Mercoledì, per la sua nuova installazione la Meyer ha scelto il boschetto della droga di Rogoredo, una delle più grandi piazze di spaccio di tutta Europa. Lì, l'artista ha affisso la sua personalissima "La Pietà di Rogoredo", ispirata a quella di Michelangelo.
"L’opera reinterpreta la “Pietà” di Michelangelo, con un tossicodipendente nei panni di Gesù e l’Italia al posto della Madonna. Il tossicodipendente-Gesù ha una siringa infilata nel braccio, un laccio emostatico e un cagnolino ai piedi.
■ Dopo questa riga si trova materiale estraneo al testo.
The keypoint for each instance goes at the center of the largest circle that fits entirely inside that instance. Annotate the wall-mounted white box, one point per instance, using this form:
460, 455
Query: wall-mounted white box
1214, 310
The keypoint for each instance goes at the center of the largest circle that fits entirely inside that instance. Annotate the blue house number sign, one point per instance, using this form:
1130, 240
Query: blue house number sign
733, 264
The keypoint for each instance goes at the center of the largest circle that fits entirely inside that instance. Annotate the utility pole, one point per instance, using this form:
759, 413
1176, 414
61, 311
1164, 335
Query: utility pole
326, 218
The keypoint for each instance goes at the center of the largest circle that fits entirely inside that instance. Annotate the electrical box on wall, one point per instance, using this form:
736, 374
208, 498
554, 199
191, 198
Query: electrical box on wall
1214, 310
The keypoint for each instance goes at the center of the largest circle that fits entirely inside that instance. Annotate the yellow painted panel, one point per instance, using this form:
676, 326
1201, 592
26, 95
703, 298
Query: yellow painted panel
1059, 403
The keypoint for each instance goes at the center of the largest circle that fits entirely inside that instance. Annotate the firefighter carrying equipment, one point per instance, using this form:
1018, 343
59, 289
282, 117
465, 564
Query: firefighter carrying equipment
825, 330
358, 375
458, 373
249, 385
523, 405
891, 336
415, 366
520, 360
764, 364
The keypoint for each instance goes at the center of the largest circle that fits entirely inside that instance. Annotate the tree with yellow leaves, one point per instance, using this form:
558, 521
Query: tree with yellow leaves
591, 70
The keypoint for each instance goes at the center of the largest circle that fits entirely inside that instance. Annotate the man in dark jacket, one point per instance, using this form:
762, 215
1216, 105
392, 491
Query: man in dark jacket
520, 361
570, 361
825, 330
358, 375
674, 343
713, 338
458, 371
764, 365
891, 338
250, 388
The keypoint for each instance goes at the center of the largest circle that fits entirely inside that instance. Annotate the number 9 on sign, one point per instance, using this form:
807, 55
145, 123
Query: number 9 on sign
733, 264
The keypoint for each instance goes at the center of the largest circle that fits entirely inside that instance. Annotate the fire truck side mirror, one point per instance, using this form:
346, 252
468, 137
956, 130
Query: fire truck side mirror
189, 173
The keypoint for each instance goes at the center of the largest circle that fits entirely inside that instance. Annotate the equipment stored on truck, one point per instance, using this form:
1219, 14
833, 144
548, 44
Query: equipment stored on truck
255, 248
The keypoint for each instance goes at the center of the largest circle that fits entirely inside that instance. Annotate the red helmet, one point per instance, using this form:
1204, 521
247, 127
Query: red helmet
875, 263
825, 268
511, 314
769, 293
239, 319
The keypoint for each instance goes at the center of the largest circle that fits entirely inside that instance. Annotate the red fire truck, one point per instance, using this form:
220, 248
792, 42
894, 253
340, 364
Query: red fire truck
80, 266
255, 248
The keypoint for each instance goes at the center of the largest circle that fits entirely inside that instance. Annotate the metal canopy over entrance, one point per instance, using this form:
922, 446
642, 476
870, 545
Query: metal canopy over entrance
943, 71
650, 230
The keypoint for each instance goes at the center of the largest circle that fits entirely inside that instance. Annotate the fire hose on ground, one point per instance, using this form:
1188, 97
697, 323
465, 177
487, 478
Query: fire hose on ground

L’Italia-Madonna con l’italica corona a cingerle la testa, guarda sconsolata il proprio figlio, con compassione ma senza nulla poter fare - le parole della Meyer -. Il passaggio continuo di giovani e giovanissimi alla ricerca della dose o pronti a prostituirsi è come un girone dantesco dal flusso continuo. A nulla servono i blitz polizieschi settimanali, i fermi dei tossicodipendenti all’uscita dal bosco, i muri costruiti, le operazioni di immagine volute e ordite da Prefettura e Comune di Milano. I figli di Milano continuano ininterrottamente a frequentare, ad ogni ora del giorno e della notte, il bosco della droga".
Dietro quel disegno si nasconde quindi una denuncia. "Milano e le sue istituzioni, il Ministero dell’Interno, non sanno offrire alcuna alternativa se non quella della occasionale repressione - la teoria dell'artista -. Il muro, da poco realizzato lungo la ferrovia, servirà soltanto ad impedire un passaggio e ad occultare agli occhi dei passanti l’oscena visione. In campo non è stata posta alcuna politica di riduzione del danno o di disincentivo, nessuna educativa di strada, nessun presidio sanitario, nessun consultorio ambulante. Così i tossici si passano siringhe e patologie, utilizzando acqua contaminata, molte ragazzine si prostituiscono per una dosa, il tutto lontano da occhi benpensanti e senza infastidire l’operosa Milano".
"L’arte - ha concluso la Meyer - non può far finta di nulla, di fronte ai drammi quotidiani, girandosi dall’altra parte o arroccandosi su improbabili torri d’avorio. L’arte che sta a guardare e produce solo opere estetiche, è relegata al ruolo di decorazione".